They’ve been telling me it’s an “inversion” but that’s too clinical a term to describe our situation. Tonight I can’t see twenty feet because the smog is so thick. I was corrected by a student at 4 O’clock in afternoon when I greeted him “good morning”: the seventh-floor view from Anděl over Nový Smíchov is so thickly shrouded that it looked like early morning fog. On my way home the Vltava River is so deeply blanketed in the haze that it becomes as endless as the River Styx; Prague castle, which normally sits so proudly against the night sky, is lost in murky clouds swirling about my tram. Where you can normally see for miles, from the top of Vitkov Hill, you now can’t even see it’s bottom.

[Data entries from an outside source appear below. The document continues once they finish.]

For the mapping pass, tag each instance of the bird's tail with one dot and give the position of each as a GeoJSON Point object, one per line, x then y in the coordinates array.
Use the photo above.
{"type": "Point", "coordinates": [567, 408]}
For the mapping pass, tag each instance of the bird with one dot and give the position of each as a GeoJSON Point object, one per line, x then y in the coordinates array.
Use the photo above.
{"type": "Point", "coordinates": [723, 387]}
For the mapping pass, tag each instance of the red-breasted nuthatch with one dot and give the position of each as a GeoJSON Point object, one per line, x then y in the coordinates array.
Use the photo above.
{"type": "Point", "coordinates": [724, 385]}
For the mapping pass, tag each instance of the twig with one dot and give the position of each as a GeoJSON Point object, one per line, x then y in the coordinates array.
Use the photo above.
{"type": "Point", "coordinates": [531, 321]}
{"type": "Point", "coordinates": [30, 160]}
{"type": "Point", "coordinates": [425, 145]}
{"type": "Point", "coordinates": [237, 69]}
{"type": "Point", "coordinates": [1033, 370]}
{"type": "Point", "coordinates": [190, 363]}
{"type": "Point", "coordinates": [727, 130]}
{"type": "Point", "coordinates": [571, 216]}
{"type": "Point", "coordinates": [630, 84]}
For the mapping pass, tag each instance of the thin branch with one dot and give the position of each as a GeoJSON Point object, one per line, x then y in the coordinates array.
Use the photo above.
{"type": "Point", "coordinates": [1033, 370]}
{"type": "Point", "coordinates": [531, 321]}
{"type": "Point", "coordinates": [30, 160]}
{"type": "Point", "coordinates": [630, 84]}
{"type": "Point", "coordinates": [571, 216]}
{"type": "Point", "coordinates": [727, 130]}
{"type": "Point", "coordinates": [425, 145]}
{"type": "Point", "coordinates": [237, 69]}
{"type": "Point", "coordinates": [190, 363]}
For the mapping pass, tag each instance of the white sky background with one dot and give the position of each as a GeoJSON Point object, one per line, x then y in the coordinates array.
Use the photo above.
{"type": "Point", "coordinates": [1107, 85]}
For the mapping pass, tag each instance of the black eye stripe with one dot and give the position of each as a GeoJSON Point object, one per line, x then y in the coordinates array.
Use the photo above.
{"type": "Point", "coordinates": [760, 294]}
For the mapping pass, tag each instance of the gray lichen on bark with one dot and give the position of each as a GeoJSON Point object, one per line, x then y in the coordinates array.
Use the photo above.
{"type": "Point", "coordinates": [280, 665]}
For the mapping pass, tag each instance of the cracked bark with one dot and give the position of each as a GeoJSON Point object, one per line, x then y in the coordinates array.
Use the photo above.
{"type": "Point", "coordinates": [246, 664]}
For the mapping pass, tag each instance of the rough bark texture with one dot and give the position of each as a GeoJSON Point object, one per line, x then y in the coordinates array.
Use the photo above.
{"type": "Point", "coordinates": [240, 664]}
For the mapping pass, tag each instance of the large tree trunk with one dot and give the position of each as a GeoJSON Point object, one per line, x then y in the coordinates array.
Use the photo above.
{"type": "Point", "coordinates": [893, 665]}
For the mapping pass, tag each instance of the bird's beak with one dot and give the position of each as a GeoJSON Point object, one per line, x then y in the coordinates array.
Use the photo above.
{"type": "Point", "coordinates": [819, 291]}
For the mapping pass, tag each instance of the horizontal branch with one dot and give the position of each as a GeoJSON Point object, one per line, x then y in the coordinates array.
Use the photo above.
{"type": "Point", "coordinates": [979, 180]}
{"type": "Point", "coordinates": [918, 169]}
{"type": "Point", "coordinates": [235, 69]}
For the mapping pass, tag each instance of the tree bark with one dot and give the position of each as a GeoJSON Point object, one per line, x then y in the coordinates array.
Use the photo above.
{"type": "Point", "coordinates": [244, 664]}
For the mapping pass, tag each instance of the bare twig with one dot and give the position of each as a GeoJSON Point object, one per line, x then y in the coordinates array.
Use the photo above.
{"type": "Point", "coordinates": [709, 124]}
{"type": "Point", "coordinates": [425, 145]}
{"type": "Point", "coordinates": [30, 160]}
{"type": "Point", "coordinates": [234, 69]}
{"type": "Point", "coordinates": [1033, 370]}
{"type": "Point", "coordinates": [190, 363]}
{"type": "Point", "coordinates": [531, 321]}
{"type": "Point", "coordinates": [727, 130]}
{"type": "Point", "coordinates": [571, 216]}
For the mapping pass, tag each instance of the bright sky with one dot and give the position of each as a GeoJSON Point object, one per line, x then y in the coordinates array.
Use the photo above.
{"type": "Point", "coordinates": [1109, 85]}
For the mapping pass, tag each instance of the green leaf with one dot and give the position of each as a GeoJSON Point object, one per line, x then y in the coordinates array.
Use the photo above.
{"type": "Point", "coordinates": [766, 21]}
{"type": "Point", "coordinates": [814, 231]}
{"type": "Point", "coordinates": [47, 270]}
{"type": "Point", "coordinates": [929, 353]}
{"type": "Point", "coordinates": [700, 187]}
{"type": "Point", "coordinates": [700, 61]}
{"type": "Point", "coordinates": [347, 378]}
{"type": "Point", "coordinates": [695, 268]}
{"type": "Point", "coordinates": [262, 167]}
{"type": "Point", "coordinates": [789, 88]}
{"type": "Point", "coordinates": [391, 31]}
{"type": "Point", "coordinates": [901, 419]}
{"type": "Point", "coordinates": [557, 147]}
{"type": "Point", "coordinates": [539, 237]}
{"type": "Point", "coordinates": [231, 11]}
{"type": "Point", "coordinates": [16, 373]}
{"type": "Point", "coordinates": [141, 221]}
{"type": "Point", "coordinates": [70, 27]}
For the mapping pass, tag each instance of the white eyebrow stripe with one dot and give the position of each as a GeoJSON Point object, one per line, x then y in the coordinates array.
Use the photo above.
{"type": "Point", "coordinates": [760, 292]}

None of the old Praguer’s remember seeing the city like this. It’s an unearthly phenomenom forecasting gloomy events for us all and the final irony is that sitting somewhere above the city is a layer of warm air holding the frigid weather down, trapping us all in cold, smog-filled tomb.
For three days Prague has been bitterly cold but alive with cinematic mystery. At night, what little light is visible from the street lights is solid as a block of ice for the few feet it penetrates. The miasma lurking in the narrow alleys of Old Town creates a palpable sense of drama. It feels as if you’re walking through a set of a low budget horror movie, smoke machines on high, and an axe-murder ensconced in the gloom nearby.
Tonight is no different. Tonight is a night for Jack the Ripper. It’s a night for the creeps and hobos; for the thugs and miscreants; for the weird, uncanny, and crazy to come out and dance – naked and unseen – in the streets of the city. Those of us normal enough to sit home writing do so in a pall of uncertainty. What am I missing out there in the ghostly shadows? Do I want to know? Could I handle it? Probably not.